Excluded exchanges: SAO (Brazil) and ASX (Australia) removed due to adjusted close data quality issues.

Limitations

ETF holdings data is a current snapshot, not historical. The etf_holder table reflects today's ETF positions. We applied this snapshot backward across 20 years of price data. This creates look-ahead bias: a stock lightly weighted today may have been heavily weighted in 2012. The severity of this bias varies by exchange. US and European ETF coverage has changed substantially over the test period. Emerging market ETF coverage barely existed before 2010.

Quality filters use point-in-time data, but ETF weights don't. The fundamentals are temporally correct (45-day lag, annual filings). The ETF weights are not. This mixed temporal integrity means the signal's real-world performance could differ materially from what we've computed.

Local benchmark coverage varies. Norway's Oslo All Share index only has data from 2013, shortening the backtest to 12 periods. South Africa lacks a local index in FMP and falls back to SPY. These gaps affect comparability.

ETF coverage varies enormously across exchanges. The US has thousands of ETFs. Thailand has a handful. The "average weight" signal means something fundamentally different in these two contexts. Cross-exchange comparisons of the signal should be interpreted with this in mind.

Survivorship bias. Delisted companies are underrepresented, particularly in emerging markets with thinner data coverage. Since the concentration signal selects for marginal, lightly-held companies, this bias likely overstates results.

Transaction costs not modeled. Annual rebalancing is moderate turnover, but in less liquid markets (JNB, SES, SET), actual spreads and market impact would further reduce returns.

Takeaway

ETF weight concentration doesn't work as a reliable stock selection signal. The deepest ETF markets (US, Japan, Taiwan) show the worst results, precisely where the academic theory predicts the signal should be strongest. Five exchanges with thinner ETF coverage show modest positive excess vs local benchmarks, but the risk-adjusted returns aren't compelling enough to build a portfolio around.

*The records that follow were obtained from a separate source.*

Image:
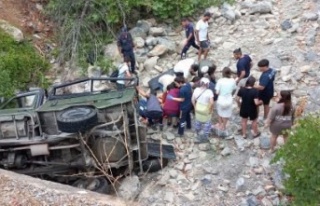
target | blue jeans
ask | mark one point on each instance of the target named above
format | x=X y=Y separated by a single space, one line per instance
x=185 y=120
x=130 y=54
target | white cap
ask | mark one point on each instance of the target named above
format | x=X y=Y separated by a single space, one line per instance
x=204 y=80
x=204 y=69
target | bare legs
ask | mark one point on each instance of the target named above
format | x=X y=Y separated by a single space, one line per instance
x=254 y=127
x=204 y=52
x=273 y=142
x=266 y=109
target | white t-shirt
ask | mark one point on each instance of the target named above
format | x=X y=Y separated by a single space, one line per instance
x=203 y=96
x=165 y=80
x=183 y=66
x=123 y=73
x=202 y=28
x=225 y=86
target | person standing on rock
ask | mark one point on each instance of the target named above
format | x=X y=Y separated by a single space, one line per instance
x=249 y=107
x=202 y=35
x=126 y=46
x=244 y=66
x=265 y=86
x=190 y=41
x=186 y=68
x=202 y=100
x=123 y=73
x=185 y=95
x=224 y=88
x=280 y=118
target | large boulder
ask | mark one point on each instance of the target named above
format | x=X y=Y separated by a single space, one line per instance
x=150 y=63
x=14 y=32
x=263 y=7
x=158 y=50
x=171 y=45
x=138 y=32
x=151 y=41
x=157 y=31
x=130 y=188
x=144 y=25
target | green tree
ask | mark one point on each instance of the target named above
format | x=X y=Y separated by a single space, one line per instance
x=302 y=162
x=20 y=65
x=84 y=26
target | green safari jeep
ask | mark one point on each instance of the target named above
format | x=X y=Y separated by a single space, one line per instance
x=87 y=137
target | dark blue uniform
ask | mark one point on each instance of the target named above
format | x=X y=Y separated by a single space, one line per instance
x=189 y=30
x=125 y=42
x=185 y=108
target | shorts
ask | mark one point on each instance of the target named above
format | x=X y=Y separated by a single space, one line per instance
x=265 y=100
x=249 y=115
x=204 y=44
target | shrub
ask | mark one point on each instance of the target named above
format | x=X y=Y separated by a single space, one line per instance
x=302 y=161
x=20 y=65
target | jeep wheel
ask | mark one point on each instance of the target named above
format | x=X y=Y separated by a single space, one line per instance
x=154 y=164
x=98 y=184
x=77 y=119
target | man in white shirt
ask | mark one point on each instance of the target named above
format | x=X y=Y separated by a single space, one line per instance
x=123 y=73
x=186 y=68
x=202 y=36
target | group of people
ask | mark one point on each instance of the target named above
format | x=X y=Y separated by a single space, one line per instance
x=194 y=89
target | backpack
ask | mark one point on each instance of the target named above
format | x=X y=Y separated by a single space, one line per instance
x=114 y=74
x=125 y=41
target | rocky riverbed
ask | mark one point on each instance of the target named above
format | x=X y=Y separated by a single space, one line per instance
x=231 y=171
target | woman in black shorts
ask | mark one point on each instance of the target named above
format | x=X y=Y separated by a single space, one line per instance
x=248 y=110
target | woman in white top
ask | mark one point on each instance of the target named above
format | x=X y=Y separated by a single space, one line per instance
x=202 y=100
x=224 y=89
x=123 y=73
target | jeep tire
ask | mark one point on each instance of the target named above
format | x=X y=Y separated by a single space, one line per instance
x=77 y=119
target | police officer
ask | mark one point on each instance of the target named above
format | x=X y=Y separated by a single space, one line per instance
x=126 y=45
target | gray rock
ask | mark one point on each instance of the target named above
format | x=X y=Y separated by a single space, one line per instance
x=310 y=16
x=171 y=46
x=240 y=184
x=311 y=56
x=252 y=201
x=169 y=197
x=311 y=37
x=226 y=151
x=139 y=42
x=258 y=191
x=158 y=50
x=145 y=25
x=263 y=7
x=129 y=188
x=286 y=24
x=156 y=31
x=253 y=162
x=204 y=147
x=151 y=41
x=14 y=32
x=150 y=63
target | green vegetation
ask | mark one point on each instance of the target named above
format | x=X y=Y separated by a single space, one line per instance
x=302 y=162
x=87 y=25
x=20 y=66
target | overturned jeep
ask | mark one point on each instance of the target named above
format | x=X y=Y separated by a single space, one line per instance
x=88 y=138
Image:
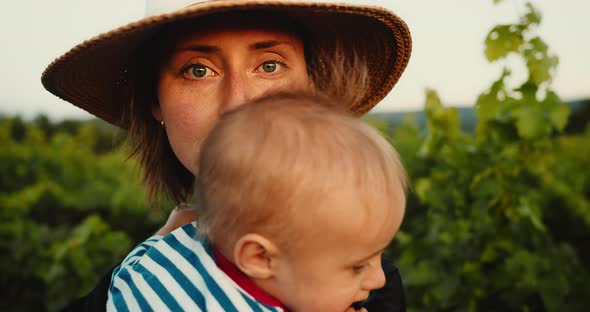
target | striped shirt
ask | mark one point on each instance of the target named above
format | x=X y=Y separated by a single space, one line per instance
x=177 y=272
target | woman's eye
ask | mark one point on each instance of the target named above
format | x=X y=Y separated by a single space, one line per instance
x=198 y=71
x=270 y=66
x=359 y=268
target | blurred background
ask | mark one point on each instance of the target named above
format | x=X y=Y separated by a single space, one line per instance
x=490 y=118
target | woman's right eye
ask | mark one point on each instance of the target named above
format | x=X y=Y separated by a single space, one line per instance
x=197 y=71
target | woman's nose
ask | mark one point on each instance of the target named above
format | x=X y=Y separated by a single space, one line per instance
x=237 y=91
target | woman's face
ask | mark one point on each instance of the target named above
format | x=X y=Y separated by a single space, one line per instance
x=212 y=72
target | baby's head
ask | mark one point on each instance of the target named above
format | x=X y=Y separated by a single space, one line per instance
x=303 y=198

The pattern is clear: where passive flows are strongest, fighting them is most expensive. In smaller markets, the concentration signal carries less information and the strategy resembles a generic quality screen. That's not alpha generation, it's noise.

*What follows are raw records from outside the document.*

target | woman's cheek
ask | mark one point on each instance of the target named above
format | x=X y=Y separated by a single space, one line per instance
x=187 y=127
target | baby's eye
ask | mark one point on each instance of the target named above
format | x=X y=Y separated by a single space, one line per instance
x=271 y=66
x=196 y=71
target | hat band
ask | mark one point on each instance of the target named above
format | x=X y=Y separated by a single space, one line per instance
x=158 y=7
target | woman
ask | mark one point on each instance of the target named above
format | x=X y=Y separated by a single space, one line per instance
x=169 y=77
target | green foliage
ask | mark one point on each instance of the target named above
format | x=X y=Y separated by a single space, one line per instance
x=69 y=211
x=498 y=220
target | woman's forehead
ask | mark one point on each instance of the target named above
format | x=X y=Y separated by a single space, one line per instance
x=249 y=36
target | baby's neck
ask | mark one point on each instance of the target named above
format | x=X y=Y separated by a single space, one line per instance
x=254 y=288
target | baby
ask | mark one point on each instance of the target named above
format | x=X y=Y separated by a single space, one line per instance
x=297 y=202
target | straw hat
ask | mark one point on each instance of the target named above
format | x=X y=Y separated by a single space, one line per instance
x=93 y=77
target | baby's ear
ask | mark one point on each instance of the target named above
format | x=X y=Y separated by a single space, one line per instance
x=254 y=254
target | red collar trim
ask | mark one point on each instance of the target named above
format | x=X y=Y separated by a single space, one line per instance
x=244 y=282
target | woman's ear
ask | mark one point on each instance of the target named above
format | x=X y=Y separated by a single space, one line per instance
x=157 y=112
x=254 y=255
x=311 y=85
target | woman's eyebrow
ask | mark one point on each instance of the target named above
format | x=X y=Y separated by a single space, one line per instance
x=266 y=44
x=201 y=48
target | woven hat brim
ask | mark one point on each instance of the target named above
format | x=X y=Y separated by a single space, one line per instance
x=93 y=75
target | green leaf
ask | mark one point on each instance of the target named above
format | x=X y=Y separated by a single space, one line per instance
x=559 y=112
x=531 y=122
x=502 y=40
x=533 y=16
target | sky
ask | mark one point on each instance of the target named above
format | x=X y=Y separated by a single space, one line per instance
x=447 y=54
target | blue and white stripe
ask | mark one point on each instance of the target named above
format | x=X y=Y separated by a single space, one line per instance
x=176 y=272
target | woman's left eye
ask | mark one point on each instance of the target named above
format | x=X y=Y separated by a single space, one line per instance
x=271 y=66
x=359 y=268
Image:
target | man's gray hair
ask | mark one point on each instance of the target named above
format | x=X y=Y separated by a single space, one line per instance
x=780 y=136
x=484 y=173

This joins our ETF crowding analysis in a clear conclusion. Both measures of ETF positioning fail as reliable investment signals. If you want exposure to equal-weight benefits, buy an equal-weight index fund. Don't try to reverse-engineer the signal from ETF holdings data.

Data: Ceta Research (FMP financial data warehouse). ETF holdings from etf_holder table (current snapshot, not historical). Price data from stock_eod (adjusted closes). Next-day close execution. Local currency benchmarks per exchange. 16 exchanges, 20 annual periods (Norway: 12), July rebalance. SAO and ASX excluded for data quality. Past performance does not guarantee future results. This is educational content, not investment advice.

References

Wurgler, J. (2011). "On the Economic Consequences of Index-Linked Investing." NBER Working Paper No. 16376.
Plyakha, Y., Uppal, R. & Vilkov, G. (2021). "Equal or Value Weighting? Implications for Asset Pricing Tests." Review of Finance, 25(5), 1477-1530.
DeMiguel, V., Garlappi, L. & Uppal, R. (2009). "Optimal Versus Naive Diversification: How Inefficient is the 1/N Portfolio Strategy?" Review of Financial Studies, 22(5), 1915-1953.
Cremers, M. & Petajisto, A. (2009). "How Active Is Your Fund Manager? A New Measure That Predicts Performance." Review of Financial Studies, 22(9), 3329-3365.